My sidebar indicates where my musical leanings are at, and right now jazz is it.
The four albums are a mixed bag, to be sure. The Europeans tend to be freaks for formalism, a tack that often alienates the casual North American listener, but which greatly appeals to me during the Christmas maelstrom. Controlled thematic exploration, formally moderated playfulness — and yet through it all an undeniable yearning and emotional sensitivity. Greg Houben Quartet Meets Pierrick Pédron (e) is earnestly serious about its play, while this recent discovery of an older EST recording is more lyrical — and not a little heartbreaking, when heard as a fond memory of a beautiful musician who's been taken from us.
AfroCubism is a follow-up of sorts to the Buena Vista Social Club, the out-of-the-ether sensation which can still be heard in espresso-serving cafes some 15 years later. The flacks at Nonesuch are branding this as “an album that throws the elements of Cuban and African music in the air and lets them fall in entrancing new patterns,” but as my wife astutely commented when I first played it: “That sounds like West African music.” Indeed — Malian, as a matter of fact. And in a continent that is as huge and musically diverse as Africa, the distinction is worth making.
That bit of parsing aside, the results are remarkable, particularly for listeners with an international ear. My wife's second comment was, “It's curious that this hasn't been done before, given the shared cultural history between Cuba and West Africa.” I don't know if Nonesuch is right to claim innovation quite so boldly, but the music they enabled is delightful, evocative and provocative. It is maybe worth adding, however, that if you were underwhelmed by the Buena Vista Social Club, this sequel isn't likely to make the difference for you.
This month, as I drummed my fingers and searched for something on eMusic to fill my monthly quota of downloads, I perused through the works of Vince Guaraldi, the gentle innovator who gave us the soundtrack to A Charlie Brown Christmas.
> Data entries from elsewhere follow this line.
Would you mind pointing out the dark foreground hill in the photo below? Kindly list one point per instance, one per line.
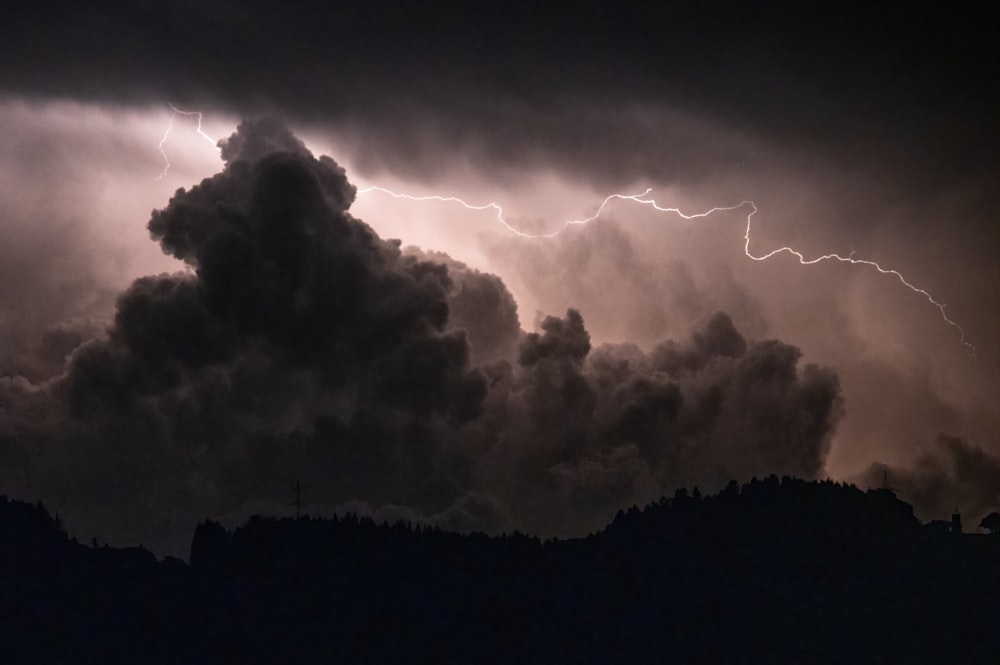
(775, 571)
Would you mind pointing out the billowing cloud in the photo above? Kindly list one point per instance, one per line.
(301, 346)
(947, 476)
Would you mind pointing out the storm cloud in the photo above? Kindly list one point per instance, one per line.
(300, 346)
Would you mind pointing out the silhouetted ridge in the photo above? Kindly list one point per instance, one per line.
(771, 571)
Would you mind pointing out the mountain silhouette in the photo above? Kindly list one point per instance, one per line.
(776, 570)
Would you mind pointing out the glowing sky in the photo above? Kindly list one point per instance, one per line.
(846, 137)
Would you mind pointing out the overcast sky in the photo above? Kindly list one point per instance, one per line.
(861, 129)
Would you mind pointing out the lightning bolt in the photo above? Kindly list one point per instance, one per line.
(166, 134)
(644, 199)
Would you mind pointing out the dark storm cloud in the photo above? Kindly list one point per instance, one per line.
(301, 346)
(952, 474)
(890, 84)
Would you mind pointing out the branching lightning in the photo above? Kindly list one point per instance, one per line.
(644, 199)
(170, 126)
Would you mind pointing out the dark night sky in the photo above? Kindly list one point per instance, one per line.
(290, 340)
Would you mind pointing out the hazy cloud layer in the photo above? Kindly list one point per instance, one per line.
(301, 346)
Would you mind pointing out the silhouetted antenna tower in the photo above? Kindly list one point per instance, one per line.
(885, 482)
(298, 500)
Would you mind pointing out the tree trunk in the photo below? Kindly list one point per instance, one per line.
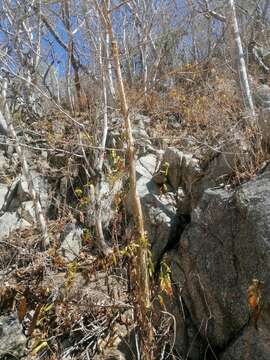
(242, 70)
(142, 256)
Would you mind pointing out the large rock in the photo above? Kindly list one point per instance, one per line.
(264, 124)
(11, 221)
(178, 169)
(251, 344)
(71, 240)
(160, 210)
(19, 192)
(12, 340)
(224, 247)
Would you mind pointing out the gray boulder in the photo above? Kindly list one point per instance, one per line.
(11, 221)
(251, 344)
(3, 125)
(264, 124)
(178, 169)
(12, 340)
(160, 210)
(224, 247)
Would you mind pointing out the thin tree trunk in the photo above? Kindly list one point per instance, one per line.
(102, 243)
(142, 258)
(242, 70)
(26, 172)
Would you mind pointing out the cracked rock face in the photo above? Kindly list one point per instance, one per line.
(225, 246)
I picked up the various “lost cues” from the Charlie Brown shows, then added North Beach, a posthumous collection of live and studio recorded material from the late-60s and early-70s. It's all sweetly-tempered music one might expect from the man who came up with the definitive voice for Charlie Brown. On days when I'm sick of the exclusively seasonal, I'll switch my player to Artist > Vince Guaraldi > Play All > Shuffle Songs for an hour or two of unencumbered relief.
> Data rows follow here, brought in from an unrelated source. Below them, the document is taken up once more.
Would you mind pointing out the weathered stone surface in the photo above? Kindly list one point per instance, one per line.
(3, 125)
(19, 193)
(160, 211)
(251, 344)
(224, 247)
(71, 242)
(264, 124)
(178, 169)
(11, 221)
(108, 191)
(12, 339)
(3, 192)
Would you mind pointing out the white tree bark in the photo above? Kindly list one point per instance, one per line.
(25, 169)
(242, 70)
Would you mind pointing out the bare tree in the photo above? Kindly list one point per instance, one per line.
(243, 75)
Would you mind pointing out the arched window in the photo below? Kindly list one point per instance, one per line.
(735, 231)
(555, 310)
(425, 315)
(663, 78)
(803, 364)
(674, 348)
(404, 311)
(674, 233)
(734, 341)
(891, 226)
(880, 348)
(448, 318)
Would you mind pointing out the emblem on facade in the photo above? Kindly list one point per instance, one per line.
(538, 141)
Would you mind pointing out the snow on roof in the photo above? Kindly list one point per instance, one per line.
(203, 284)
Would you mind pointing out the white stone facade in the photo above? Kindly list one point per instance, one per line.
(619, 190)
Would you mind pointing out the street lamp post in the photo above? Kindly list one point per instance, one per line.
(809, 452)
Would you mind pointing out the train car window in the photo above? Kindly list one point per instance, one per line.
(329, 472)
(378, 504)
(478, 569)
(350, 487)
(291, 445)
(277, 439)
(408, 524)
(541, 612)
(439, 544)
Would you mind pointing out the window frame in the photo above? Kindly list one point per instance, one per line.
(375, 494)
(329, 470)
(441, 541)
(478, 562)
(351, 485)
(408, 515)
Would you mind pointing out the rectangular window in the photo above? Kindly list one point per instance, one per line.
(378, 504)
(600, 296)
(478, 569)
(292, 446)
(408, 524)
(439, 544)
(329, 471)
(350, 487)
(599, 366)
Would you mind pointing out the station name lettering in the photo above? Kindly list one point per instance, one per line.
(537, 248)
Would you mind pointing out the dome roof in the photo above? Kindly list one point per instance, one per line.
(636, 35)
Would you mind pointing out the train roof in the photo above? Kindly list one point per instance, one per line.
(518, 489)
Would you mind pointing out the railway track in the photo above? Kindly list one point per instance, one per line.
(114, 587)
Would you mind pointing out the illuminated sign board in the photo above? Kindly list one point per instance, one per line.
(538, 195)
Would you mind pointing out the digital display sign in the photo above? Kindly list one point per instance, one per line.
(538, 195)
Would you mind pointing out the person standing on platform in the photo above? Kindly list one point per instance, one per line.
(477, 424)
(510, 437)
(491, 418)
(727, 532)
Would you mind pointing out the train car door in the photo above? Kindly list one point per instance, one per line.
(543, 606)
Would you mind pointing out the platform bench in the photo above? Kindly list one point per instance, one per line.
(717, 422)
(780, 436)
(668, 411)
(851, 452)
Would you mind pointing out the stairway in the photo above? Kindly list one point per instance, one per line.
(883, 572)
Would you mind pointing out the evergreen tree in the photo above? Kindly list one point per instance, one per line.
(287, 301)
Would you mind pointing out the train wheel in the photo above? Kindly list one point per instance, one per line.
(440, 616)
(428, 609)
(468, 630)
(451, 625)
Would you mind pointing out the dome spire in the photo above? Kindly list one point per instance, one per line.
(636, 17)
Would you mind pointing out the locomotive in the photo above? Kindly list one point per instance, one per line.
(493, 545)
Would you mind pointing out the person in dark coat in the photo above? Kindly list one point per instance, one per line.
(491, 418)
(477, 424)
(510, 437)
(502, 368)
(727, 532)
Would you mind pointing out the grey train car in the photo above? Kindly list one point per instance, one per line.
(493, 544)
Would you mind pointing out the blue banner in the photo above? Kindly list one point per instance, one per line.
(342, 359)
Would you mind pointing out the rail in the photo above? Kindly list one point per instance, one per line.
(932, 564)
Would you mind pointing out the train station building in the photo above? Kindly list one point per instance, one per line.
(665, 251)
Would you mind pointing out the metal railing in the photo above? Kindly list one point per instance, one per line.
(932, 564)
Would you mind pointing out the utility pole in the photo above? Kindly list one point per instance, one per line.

Finally, an important announcement for completists and nostalgics alike: Fusion Is . . . Barry Miles is widely available for legal download (including here). A funky staple from the late-70s and early-80s which had a very limited and extremely hard to come-by CD release a decade later — which I missed. Ah, but this technology is good for some things, yes? Now we only need to rescue a few other titles from the Vinyl Tar-Pits.